JOURNAL ARTICLE

Feasibility and safety of laparoscopic liver resection for hepatocellular carcinoma with a tumor size of 5-10 cm

Jun-hua Ai, Jian-wei Li, Jian Chen, Ping Bie, Shu-guang Wang, Shu-guo Zheng
PloS One 2013, 8 (8): e72328
23991092

BACKGROUND: Although laparoscopic liver resection has developed rapidly and gained widespread acceptance for the treatment of benign liver diseases and hepatocellular carcinoma with a small tumor size, its usefulness for the treatment of large tumors is less clear, due to concerns about compromising oncological principles and patient safety. The purpose of this study was to explore the safety and feasibility of laparoscopic liver resection for the treatment of hepatocellular carcinoma with a tumor size of 5-10 cm.

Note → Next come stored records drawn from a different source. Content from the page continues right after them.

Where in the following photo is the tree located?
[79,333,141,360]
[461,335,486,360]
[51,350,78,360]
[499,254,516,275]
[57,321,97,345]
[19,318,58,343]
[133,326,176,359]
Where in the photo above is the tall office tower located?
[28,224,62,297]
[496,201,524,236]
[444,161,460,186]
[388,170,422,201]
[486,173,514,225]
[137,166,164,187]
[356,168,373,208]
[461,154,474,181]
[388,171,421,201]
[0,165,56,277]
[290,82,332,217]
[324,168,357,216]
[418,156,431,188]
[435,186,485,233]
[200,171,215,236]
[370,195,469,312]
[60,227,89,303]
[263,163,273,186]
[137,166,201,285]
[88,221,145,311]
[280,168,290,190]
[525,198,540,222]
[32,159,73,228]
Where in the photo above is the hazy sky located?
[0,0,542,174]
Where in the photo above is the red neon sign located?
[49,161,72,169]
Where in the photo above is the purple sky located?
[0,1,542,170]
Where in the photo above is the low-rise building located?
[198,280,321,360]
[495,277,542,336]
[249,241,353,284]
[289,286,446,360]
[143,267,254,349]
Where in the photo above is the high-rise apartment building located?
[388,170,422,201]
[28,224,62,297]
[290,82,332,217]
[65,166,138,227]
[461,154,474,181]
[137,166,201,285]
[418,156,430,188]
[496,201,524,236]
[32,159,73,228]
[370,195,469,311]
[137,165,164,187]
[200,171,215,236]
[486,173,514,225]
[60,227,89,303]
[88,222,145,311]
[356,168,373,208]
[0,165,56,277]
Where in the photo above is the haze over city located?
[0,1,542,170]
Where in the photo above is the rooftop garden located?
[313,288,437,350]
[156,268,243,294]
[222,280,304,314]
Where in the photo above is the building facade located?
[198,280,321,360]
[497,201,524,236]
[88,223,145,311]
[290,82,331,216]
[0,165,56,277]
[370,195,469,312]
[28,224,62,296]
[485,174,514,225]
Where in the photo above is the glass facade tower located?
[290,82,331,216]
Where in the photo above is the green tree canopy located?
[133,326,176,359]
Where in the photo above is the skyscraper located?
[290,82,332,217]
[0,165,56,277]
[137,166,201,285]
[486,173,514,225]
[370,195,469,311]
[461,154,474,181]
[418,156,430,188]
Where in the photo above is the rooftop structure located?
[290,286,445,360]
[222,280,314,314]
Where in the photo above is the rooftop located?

METHODS: From March 2007 to December 2011, we performed liver resection in 275 patients with hepatocellular carcinoma with a tumor size of 5-10 cm. Laparoscopic liver resection was performed in 97 patients (Lap-Hx group) and open liver resection was performed in 178 patients (Open-Hx group). Operative time, estimated intraoperative blood loss, blood transfusion rate, and length of postoperative hospital stay were compared between the two groups. Early and intermediate-term postoperative outcomes were also compared.

RESULTS: Only one liver resection was performed for every patient with HCC in the present study.No operative deaths occurred in either group. Nine of the laparoscopic procedures were converted to open resection (conversion rate 9.28%). There were no significant differences in mean operative time (245±105 min vs 225±112 min; P = .469), mean estimated intraoperative blood loss (460±426 mL vs 454±365 mL; P = .913), or blood transfusion rate (4.6%, 4/88) vs (2.8%, 5/178)(P = .480) between the Lap-Hx and Open-Hx groups. However, postoperative hospital stay was shorter in the Lap-Hx group than the Open-Hx group (8.2±3.6 days vs 13.5±3.8 days; P = .028). There was a lower rate of postoperative complications in the Lap-Hx group than the Open-Hx group (9% vs 30%; P = .001), but there were no severe complications in either group. The median overall follow-up time was 21 months (range 2-50 months) and the median follow-up of time of survivors was 23 months. The median follow-up time was 25 months in the Lap-Hx group and 20 months in the Open-Hx group. The follow-up rate was 95% (84 patients) in the Lap-Hx group and 95% (169 patients) in the Open-Hx group, which was not a significant difference between the two groups (P = .20). Tumor recurrence occurred in 17 patients (20%) in the Lap-Hx group and 35 patients (21%) in the Open-Hx group, which was not a significant difference between the two groups (P = .876). A total of 33 patients (13%) died during the study period, including 12 patients (14%) in the Lap-Hx group and 21 patients (12%) in the Open-Hx group, which was not a significant difference between the two groups (P = .695). There were also no significant differences in the 1-year rates of overall survival (94% vs 95%; P = .942) or disease-free survival (93% vs 92%; P = .941), or the 3-year rates of overall survival (86% vs 88%; P = .879) or disease-free survival (66% vs 67%; P = .931), between the Lap-Hx and Open-Hx groups.

CONCLUSIONS: Laparoscopic liver resection is safe and feasible in patients with hepatocellular carcinoma with a tumor size of 5-10 cm. Laparoscopic liver resection can avoid some of the disadvantages of open resection, and is beneficial in selected patients based on preoperative liver function, tumor size and location.